Security. In collaboration with Trusted Network Solutions, I investigated how providing geolocation information affects the accuracy of spam detection. For MONET+, we were developing a new authentication token. For Y Soft, it was about developing protocols for a payment system.
So, by working with Y Soft, you also became an employee, where you worked as an R&D manager and led the product security and engineering teams. Do you have a favourite project that was created at Y Soft during your time there?
I would say that I have 3 children in Y Soft, whom I love much, I like to remember them and whenever I have the opportunity, I ask how they are doing (laughs).
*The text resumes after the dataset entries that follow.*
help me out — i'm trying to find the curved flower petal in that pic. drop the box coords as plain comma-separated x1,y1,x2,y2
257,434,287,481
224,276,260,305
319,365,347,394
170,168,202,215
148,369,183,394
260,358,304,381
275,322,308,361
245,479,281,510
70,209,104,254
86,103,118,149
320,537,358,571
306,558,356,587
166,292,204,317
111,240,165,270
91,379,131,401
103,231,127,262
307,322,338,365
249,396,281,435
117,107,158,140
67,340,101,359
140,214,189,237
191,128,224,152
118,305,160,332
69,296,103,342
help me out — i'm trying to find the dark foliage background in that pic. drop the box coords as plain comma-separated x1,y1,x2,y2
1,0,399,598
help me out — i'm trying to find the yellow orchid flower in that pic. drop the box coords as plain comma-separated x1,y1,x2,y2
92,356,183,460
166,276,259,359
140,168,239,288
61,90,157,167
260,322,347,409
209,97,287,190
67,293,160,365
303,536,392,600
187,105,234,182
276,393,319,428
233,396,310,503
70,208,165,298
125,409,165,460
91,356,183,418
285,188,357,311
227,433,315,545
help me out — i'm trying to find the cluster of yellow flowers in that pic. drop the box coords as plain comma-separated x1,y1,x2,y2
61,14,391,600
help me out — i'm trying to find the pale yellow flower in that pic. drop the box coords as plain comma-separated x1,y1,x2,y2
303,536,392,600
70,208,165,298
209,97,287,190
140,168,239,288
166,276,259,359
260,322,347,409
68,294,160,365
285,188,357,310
The first one is the ARUR (Applied Research and University Relations) program, which was about applied research and collaboration with universities. During the time I had been developing and managing the program, almost a hundred students went through internships or writing their bachelor's or master's theses. A lot of them stayed at Y Soft afterwards. It's been great to see students come out of school with knowledge that they're starting to apply in Y Soft.
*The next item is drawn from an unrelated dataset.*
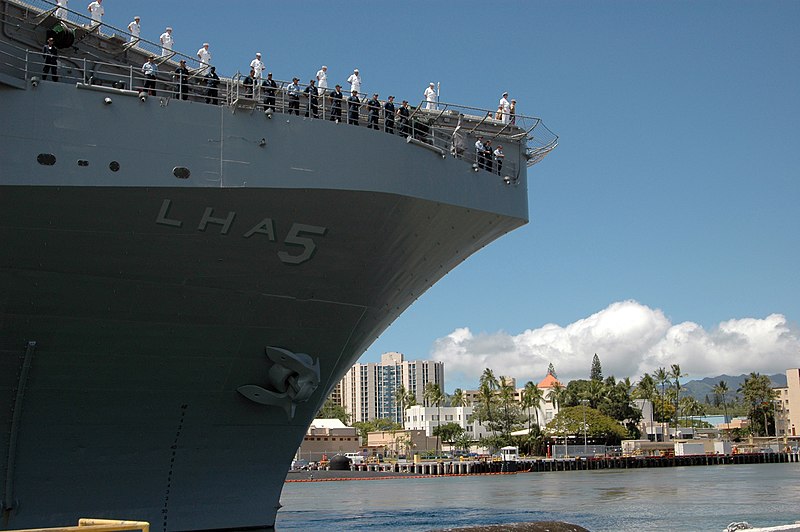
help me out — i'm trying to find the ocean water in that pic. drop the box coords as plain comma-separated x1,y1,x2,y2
275,462,800,531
The second is building product security in Y Soft. I built a product security team, and together with the team we established a number of security practices that aim to ensure that Y Soft products are secure. I'm proud of what we accomplished.
Just before I left, I was given the opportunity to recruit an engineering team, which I led, but very briefly. And I'm very fond of that, too.
So the ARUR project was born out of your experience with collaborations during your studies?
I came to Y Soft as a researcher. But I felt like I was in a vacuum because there were not many people who knew about my research or wanted to collaborate. So, I started looking for engineers and product managers and together we identified topics that would move R&D forward in the long term.
Once we had a topic in mind, I came to the faculty and look for people who could help us solve a particular problem. Often, I led the undergraduate theses and dissertations in the areas of distributed systems and security, but there were also topics where we were looking for help from someone else, so we worked with a number of professors and associate professors on the faculty. Over time, in addition to undergraduate theses and dissertations, we started offering internships and even support a PhD student. And that's how it all took off.
Do you think FI prepared you enough to lead a team, or is it something you have to learn during your internship?
Some things the faculty prepared me for and some things I learned on the fly. During my studies, I supervised students' final papers, and I got better at planning work and mentoring. I learned the rest on the fly and in various training sessions.
Why did you eventually decide to leave Y Soft?
Y Soft was going through a transformation in which R&D with managers was to become R&D without managers. I would say it was an interesting but also a difficult period for me. In the end, I had the opportunity to stay at Y Soft, but I realized that I had been there for almost 8 years and it was hard to leave. I started to realize that if I don't do it now, there's a good chance I never will. At the same time, I wanted to try working at another company. So several things came together and I decided to leave.
You're now working at Oracle NetSuite doing security consulting. Is that right?
Yes, I'm still in security. There are several security teams at Oracle NetSuite and each has a different specialty. I'm on the team where we focus on design security. Of all the phases of development, I enjoy addressing design the most. In addition, I have the opportunity to contribute to the overall security program by being in charge of a couple of very interesting company-wide initiatives.
What does the term "design security" represent?
When developing software, development goes through several phases. It starts with requirements gathering, then goes through design, implementation, deployment and maintenance. Our team focuses on design when the code doesn't exist yet and it's just a specification of what the software, or part of it, should look like. We look for bugs in that specification. Design errors are usually expensive to fix when they are found after the product is already out in the world.